この間、大人の人に質問されて「 知らないこと」があったんです。
とてもいやでした。
むずかしいものではないんです。
果物の名前とかで・・・・、
自分は、そういうものを、あまり知らないもんで答えられませんでした・・・。
少年は、確かにいろんなことをよく知っている。
でも、同年代の子どもたちがよく知っているようなものを知らないことがある。
恥ずかしそうに説明する少年の話を聴きながら、
「知らないこと」があるって、ダメなことだと思ってたんだ・・・とつぶやいた。
すると、「はい」と少年は即座に答えた。
正直にそう答えてくれた少年の心の透明さに、ドキドキしながら、
少年の心に耳を傾け続けた。

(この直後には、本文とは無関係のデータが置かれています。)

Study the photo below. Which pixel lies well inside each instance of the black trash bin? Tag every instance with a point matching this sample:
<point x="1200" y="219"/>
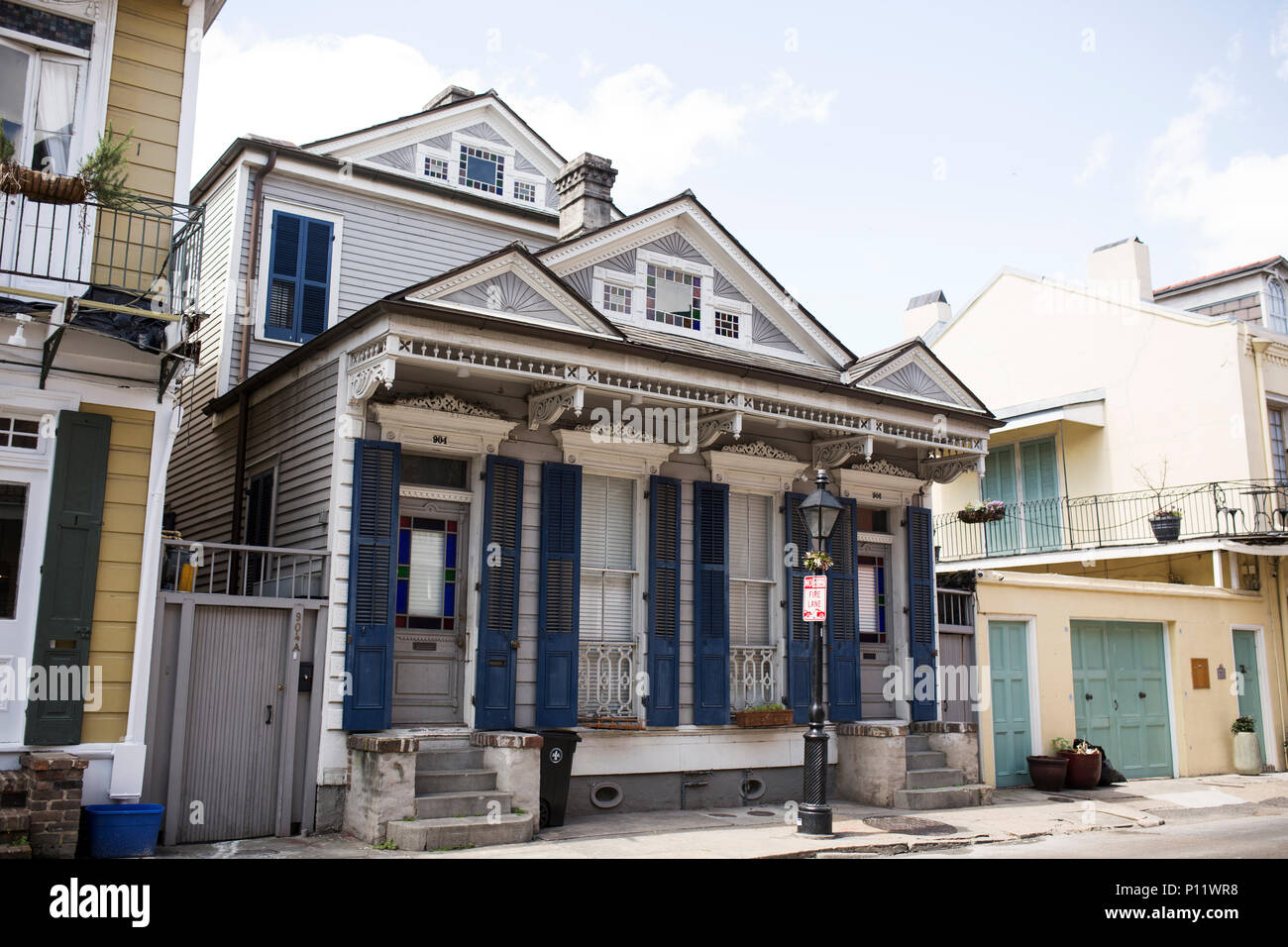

すると、少年がたずねてきた。
先生は、「知らないこと」はないから、いやな気持にはならないですよね?
少し驚いたので、私も「知らないこと」ってありますよ、とゆっくりと答えた。
「えっ」と、少しおおげさに後ろにのけぞる少年。
説明することにした。
先生はちょっと君とは違う考えをもっているの、
「知らないこと」があるってことは、新しいことを知れるってことでしょ、
だから、わくわくうれしい気持ちになることが多いんだ。
少年は首をななめにかしげて、じっと私をみてたな。
そこで、もう少し説明してみた。
君はその時、「知らないこと」だって気づけたんだよね、
そしたら、それを「知ること」ができるじゃない!
そしたら、人は「進化」できるんだよ。
ゲームの大好きな少年だったので、あえて「進化」という言葉を使ってみた。
そしたら、少年は目をきらきらさせて、それはすてきだ・・・と息を吐くようにつぶやいた。
私たちにとって
知らないことがある体験は、確かに不安にさせられる。
でも、知りたいと思い、知ろうと行動することで
自分を成長させていくこともできる、大切な体験になる。
この少年は、とってもピュアな心をもっている。
天使のような少年だと思う。
私の知らないことをたくさん教えてくれる。
彼は、私に「進化」できるチャンスをたくさんくれる。
でも、この少年はいじめられていた。
こんな子どもたちがいじめられる社会って、すごくおかしいと思う。
彼らが幸せに生きられるように、私たちがもっと「進化」しないといけないなあと思ってしまう。